Regarding the fairness of experiments, Rewiewer_2 and Reviewer_8 are correct that our algorithm estimates random walk probabilities like the heat kernel between individual (source, target) pairs, rather than from one source to all targets. This is an important difference, and our paper states it explicitly, as Reviewer_2 aptly quotes. Thus our algorithm is relevant in applications where we compute probabilities from a source to one or a few targets. For example consider the problem of re-ranking search results: If a user in a social network like Facebook searched for a common name like "Adam," and Facebook used some other algorithm to find a set of top-k candidates, Facebook may want to boost the rank of candidates which have a high heat-kernel score from the searching user. This is because past work has shown that users in the same community tend to have a higher heat kernel score than other users, and the searching user is presumably more interested in nodes matching the query which are also members of the searcher's community. Similarly, any set of nodes could be personalized in this way, for example when viewing a web page showing an event along with a current set of attending users in some social network, the attending users could be ranked in decreasing heat-kernel score from the viewing user, to highlight members of the same community. In the final version of our paper we'll clarify that our application to heat kernel estimation is most relevant in applications like these involving pairs of node.

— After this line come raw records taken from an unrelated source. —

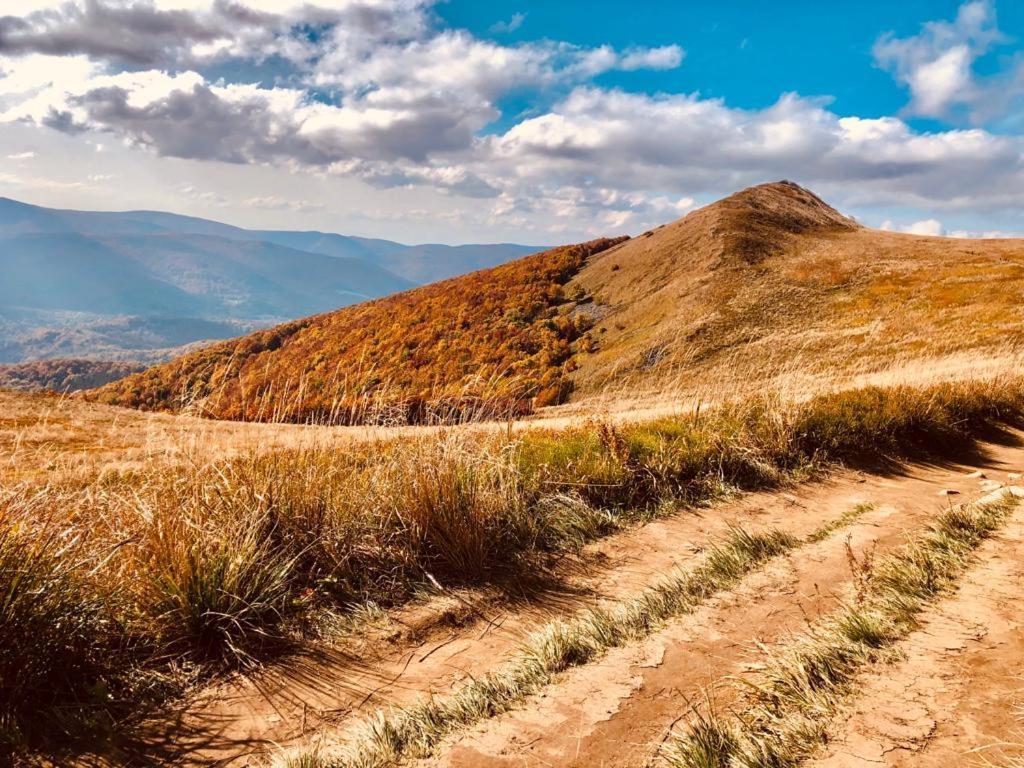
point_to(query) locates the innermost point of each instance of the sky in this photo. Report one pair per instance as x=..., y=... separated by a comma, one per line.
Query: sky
x=513, y=121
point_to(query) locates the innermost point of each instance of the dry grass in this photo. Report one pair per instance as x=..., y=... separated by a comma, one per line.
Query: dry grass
x=211, y=564
x=787, y=706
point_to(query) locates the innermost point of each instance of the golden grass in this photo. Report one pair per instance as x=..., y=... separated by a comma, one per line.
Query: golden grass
x=788, y=704
x=212, y=563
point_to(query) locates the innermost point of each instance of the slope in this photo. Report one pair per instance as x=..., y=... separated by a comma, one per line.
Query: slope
x=772, y=280
x=493, y=341
x=768, y=280
x=417, y=263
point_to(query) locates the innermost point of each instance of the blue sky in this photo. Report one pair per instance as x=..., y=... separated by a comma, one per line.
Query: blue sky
x=743, y=51
x=514, y=121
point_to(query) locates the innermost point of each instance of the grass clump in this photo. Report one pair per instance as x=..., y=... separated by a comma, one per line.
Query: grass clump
x=55, y=634
x=561, y=645
x=220, y=563
x=787, y=707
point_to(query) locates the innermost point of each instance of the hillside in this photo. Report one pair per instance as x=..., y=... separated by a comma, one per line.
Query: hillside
x=144, y=286
x=766, y=281
x=64, y=375
x=772, y=279
x=491, y=342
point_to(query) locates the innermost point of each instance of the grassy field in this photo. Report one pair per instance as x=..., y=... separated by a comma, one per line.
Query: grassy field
x=144, y=577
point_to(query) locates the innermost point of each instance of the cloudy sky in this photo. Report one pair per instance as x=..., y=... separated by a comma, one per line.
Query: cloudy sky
x=510, y=120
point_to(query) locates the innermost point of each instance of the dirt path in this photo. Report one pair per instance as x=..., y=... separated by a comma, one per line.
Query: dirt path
x=616, y=713
x=429, y=648
x=963, y=678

Separately, because some reviewers have correctly noted that we simplify and extend FAST-PPR (reference [2] in the paper), we would like to reiterate the improvements of our algorithm relative to FAST-PPR:
- The theoretical bounds obtained in [2] are for a complex variation of FAST-PPR based on 'bouncing random-walks'; FAST-PPR itself has a residual bias and no theoretical accuracy guarantees. Our alternate approach gives a simple estimator which is both unbiased and fast, with a clean analysis.
- The theoretical algorithm in [2] uses structural properties of PageRank including the memoryless property of the walk length distribution, and it is unclear if it extends to the more general MSTP problem.
- FAST-PPR is based on detecting when walks hit a 'frontier set' of nodes - this is not easy in practice, and particularly difficult to parallelize. Our estimate is a simple dot-product - this is very simple to implement and parallelize.

Because our submission presents a fundamentally new way of estimating Markov chain multi-step transition probabilities and a clean analysis of its accuracy and running time, we believe it is a valuable contribution to the NIPS community. We only had space to describe experiments with one application, Heat Kernel estimation between a pair of nodes, but in that application we demonstrate that our algorithm is 100x faster than previous algorithms while controlling for accuracy, showing that our algorithm is efficient in practice. Because of the generality of our result, it has diverse applications, and we expect that more applications of it will arise in the future.